Garrett fá-lo no "Frei Luís de Sousa" (do qual faço pessoalmente uma leitura ou uma "leituração" civilizacional que não posso agora retomar aqui mas que tem tudo a ver com um fechamento brutal a que se chega entre nós com o esgotamento do modelo aristocrático de conduzir a História e a completa incapacidade burguesa nacional para pegar no testemunho abandonado); Garrett, dizia, fá-lo no "Frei Luís de Sousa" mas Patrício fá-lo na sua Rainha que, no "Fim" antecipa não apenas algum Beckett como, de igual modo, algum Sartre, por outro exemplo e Feijó na sua poesia de que deixo aqui hoje um fragmento significativo, capaz de encaixar-se na perfeição neste quadro de dissolução e desintegração pessoal e cultu(r)al que começa, aqui, pela Morte da própria Razão que antecede o mergulho final na Sombra como antecâmara e momento condicionalmente propiciatório da libertação final, ainda e sempre, pelo casamento angular, verticial, significador e redentor, com a Morte.


[...] Eu era a Phantasia,
Tu a Razão... Quem viu estola que as enlace?
Na boda em que a Razão toma parte, a Poesia
Esconde soluçando a dolorosa Face...


[António Feijó (Ignacio de Abreu e Lima) in "Novas Bailatas"]

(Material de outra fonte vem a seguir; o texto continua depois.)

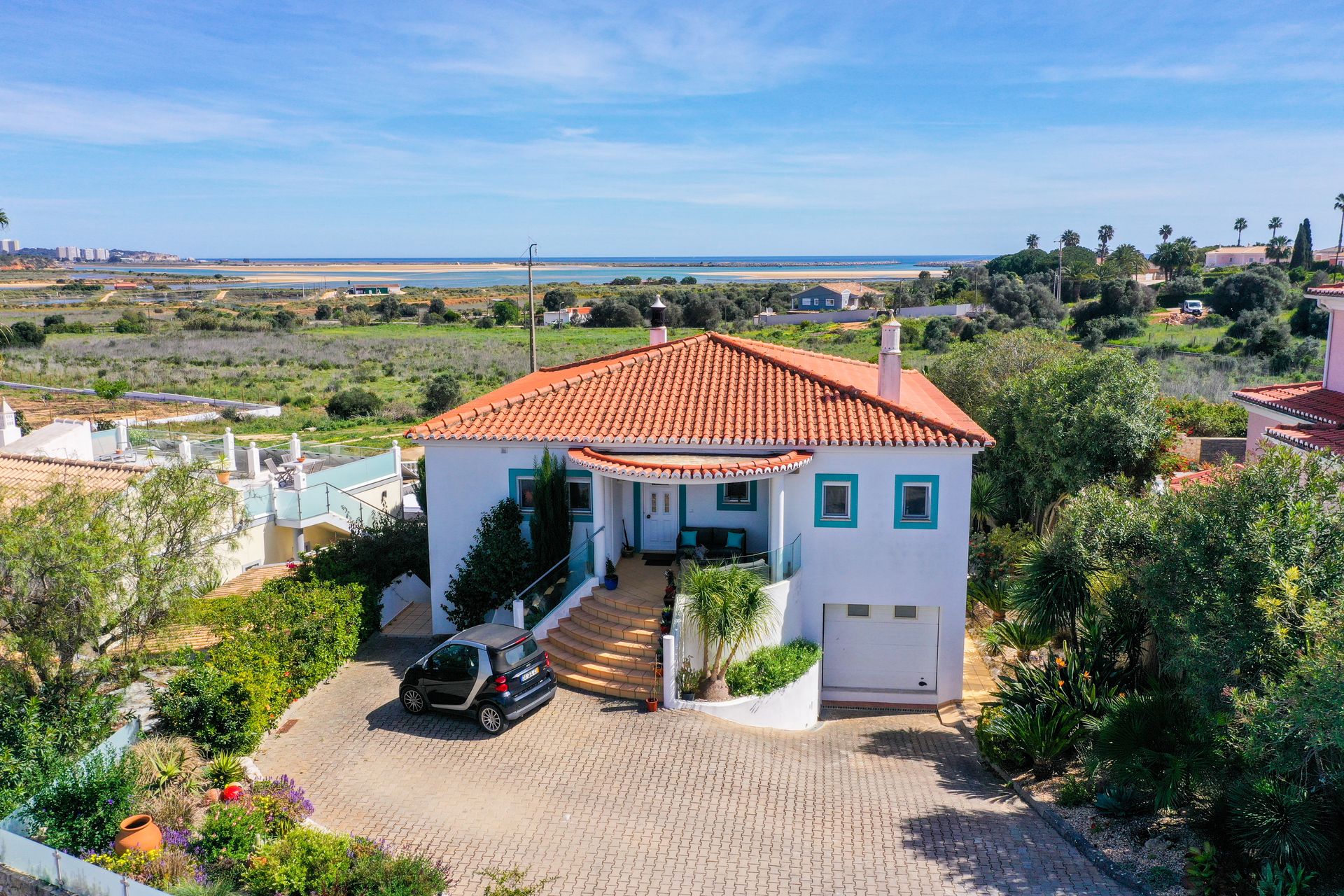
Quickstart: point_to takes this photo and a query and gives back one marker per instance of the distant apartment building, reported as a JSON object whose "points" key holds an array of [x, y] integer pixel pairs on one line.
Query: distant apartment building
{"points": [[374, 289]]}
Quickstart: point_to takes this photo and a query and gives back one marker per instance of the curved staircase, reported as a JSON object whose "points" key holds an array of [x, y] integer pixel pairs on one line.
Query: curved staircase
{"points": [[609, 643]]}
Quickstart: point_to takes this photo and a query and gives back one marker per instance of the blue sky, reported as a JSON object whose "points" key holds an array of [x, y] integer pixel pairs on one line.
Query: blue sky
{"points": [[430, 130]]}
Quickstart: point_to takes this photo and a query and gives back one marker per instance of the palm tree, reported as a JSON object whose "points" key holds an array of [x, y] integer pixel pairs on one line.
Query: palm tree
{"points": [[1277, 248], [1339, 206], [730, 608], [1104, 235]]}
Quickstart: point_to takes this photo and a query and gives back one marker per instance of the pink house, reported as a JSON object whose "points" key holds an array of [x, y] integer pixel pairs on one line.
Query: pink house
{"points": [[1308, 416]]}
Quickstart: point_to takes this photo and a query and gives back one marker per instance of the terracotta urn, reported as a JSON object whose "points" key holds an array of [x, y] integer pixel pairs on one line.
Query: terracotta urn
{"points": [[137, 833]]}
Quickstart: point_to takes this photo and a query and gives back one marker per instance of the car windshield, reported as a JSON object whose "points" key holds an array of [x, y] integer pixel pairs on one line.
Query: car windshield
{"points": [[519, 652]]}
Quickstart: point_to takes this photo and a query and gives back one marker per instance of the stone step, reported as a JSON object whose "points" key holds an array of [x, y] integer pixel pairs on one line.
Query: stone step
{"points": [[578, 633], [645, 617], [596, 685], [650, 634], [601, 672], [641, 659]]}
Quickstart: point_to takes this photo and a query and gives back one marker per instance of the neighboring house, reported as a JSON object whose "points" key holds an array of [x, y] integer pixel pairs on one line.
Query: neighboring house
{"points": [[848, 481], [302, 505], [1307, 416], [1240, 255], [831, 298], [568, 316]]}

Vale seguramente a pena ler e reler (de preferência em voz alta) este musicalíssimo e nostálgico fragmento onde os sons se interpelam continuamente num suavíssimo e fonicamente labitríntico ondular cortado em dois momentos de quase ruptura pela vocalidade clara, imprevistamente límpida, quase agressivamente premonitória, ominosa, do "a" aberto contido nos substantivos "enlace", "parte" e "Face"...

Um belísimo momento de Poesia a propósito de um Autor que vale seguramente, por mais de uma razão, a pena recordar.


[Na imagem: o Ultimatum inglês visto por Rafael Bordalo Pinheiro ]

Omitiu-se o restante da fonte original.